Dans tout le dortoir, on entendait les personnes se faire des confidences. Pendant très longtemps, ils avaient redouté ce moment. Il leur avait paru tellement loin pendant des années et voilà que maintenant, il ne leur restait plus que quelques heures à vivre ensemble. Certes, il y avait une chance sur cent pour que certains d'entre eux se revoient. Seulement, pour la plupart, il était question d'un adieu définitif. Les parents étaient également présents dans la pièce mais ils restaient à l'écart. Ils n'avaient plus le courage de rester avec leurs enfants, la douleur était trop forte. Savoir que l'on allait perdre son enfant, c'était son doute la pire des douleurs. D'ailleurs, ceux de Mahé étaient à l'écart eux aussi, à quelques mètres seulement. Ils les regardaient. Jamais ils n'oublieraient ce moment. C'était marqué pour toujours dans leur mémoire.

En une fraction de seconde, la mère de Mahé brisa ce silence qui semblait pourtant éternel :

- Penses-tu qu'il y arrivera ? 

Son visage se croisa avec celui de son mari.

- Je l'espère.

Ses yeux sombres scrutaient à présent les courbes de Mahé qui s'agitaient dans la nuit.

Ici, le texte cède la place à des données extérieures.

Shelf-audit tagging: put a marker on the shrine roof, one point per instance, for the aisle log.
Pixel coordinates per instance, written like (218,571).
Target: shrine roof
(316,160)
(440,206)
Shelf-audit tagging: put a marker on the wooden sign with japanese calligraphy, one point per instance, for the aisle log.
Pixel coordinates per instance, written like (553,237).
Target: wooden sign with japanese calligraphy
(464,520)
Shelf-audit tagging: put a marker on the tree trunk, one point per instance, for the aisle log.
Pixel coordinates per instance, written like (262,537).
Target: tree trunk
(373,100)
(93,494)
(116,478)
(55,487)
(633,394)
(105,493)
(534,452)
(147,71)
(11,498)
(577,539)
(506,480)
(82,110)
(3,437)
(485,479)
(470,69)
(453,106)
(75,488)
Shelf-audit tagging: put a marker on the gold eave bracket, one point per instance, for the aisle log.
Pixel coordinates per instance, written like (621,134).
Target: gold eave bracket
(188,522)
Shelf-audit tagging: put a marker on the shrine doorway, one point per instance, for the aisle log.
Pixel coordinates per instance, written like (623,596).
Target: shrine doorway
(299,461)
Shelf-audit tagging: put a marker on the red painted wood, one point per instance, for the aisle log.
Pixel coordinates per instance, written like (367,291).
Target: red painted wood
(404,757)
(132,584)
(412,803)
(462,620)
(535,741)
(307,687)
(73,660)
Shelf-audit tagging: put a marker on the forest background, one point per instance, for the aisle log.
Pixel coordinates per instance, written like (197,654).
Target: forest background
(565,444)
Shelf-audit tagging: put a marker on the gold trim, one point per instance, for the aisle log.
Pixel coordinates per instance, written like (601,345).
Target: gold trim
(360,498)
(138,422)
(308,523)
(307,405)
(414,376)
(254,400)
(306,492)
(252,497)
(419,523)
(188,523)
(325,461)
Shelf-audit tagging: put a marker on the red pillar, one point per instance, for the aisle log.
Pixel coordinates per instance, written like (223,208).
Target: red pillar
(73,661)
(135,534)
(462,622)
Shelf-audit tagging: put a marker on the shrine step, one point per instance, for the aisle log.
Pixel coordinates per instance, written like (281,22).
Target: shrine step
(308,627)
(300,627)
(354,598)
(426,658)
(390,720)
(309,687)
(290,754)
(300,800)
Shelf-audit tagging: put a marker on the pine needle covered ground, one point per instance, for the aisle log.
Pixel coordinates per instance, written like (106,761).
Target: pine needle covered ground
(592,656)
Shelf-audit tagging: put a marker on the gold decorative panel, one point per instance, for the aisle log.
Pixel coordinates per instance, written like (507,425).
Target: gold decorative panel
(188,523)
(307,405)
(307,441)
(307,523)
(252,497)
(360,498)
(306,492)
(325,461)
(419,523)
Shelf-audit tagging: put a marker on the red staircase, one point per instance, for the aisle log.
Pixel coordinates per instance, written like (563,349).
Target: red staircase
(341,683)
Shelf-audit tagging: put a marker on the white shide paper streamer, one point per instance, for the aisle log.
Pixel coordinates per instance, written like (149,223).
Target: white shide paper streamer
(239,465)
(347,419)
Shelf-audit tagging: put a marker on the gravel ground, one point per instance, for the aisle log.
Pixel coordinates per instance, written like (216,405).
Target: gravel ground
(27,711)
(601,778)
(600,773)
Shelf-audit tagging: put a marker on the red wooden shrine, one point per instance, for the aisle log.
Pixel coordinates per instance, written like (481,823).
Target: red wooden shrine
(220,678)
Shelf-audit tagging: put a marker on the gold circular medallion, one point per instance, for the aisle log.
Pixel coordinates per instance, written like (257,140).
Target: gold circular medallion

Puis, il ajouta :

- ...mais je n'en suis pas convaincu.

Puis, plus rien, que du vide, plus un souffle, plus un bruit, cette phrase avait tout emporté sur son passage. Cinq mots, il suffisait de seulement cinq mots pour détruire un rêve, et peut-être une vie. Imaginez vous à la place de ces parents, pendant des années vous êtes restés dans le déni. Lorsque vous êtes tombée enceinte, vous n'aviez qu'une seule chose en tête : il subira la même chose que moi ! Voilà ce qu'avaient pensé ces deux parents quand ils avaient su que cette jeune femme à l'époque était enceinte. Aujourd'hui, elle était brisée par le désespoir, par le travail d'une vie dure. Etant petite, elle s'était toujours imaginée faisant partie des meilleurs, de la haute société. Maintenant, elle était usée par la vie et surtout, elle ne se faisait plus de désillusions sur le monde. Elle savait ce qu'il en était...enfin, pour elle, car elle avait toujours pensé que ses enfants y arriveraient dans la vie. Mais regardez ce visage creusé par la famine, le travail, observez ses habits déchirés et souillés. Seulement là, vous pouvez enfin comprendre ce que cette mère ressentait à ce moment-là, la veille de l'appel de son premier fils. Elle avait pour l'heure deux fils, dans quelques heures, elle n'en aurait plus qu'un et dans sept ans...Voilà la triste vérité du système des Divisés, malheureusement cette doctrine était désormais encrée dans toutes les têtes. L'idée de la remettre en cause n'était malheureusement plus au goût du jour.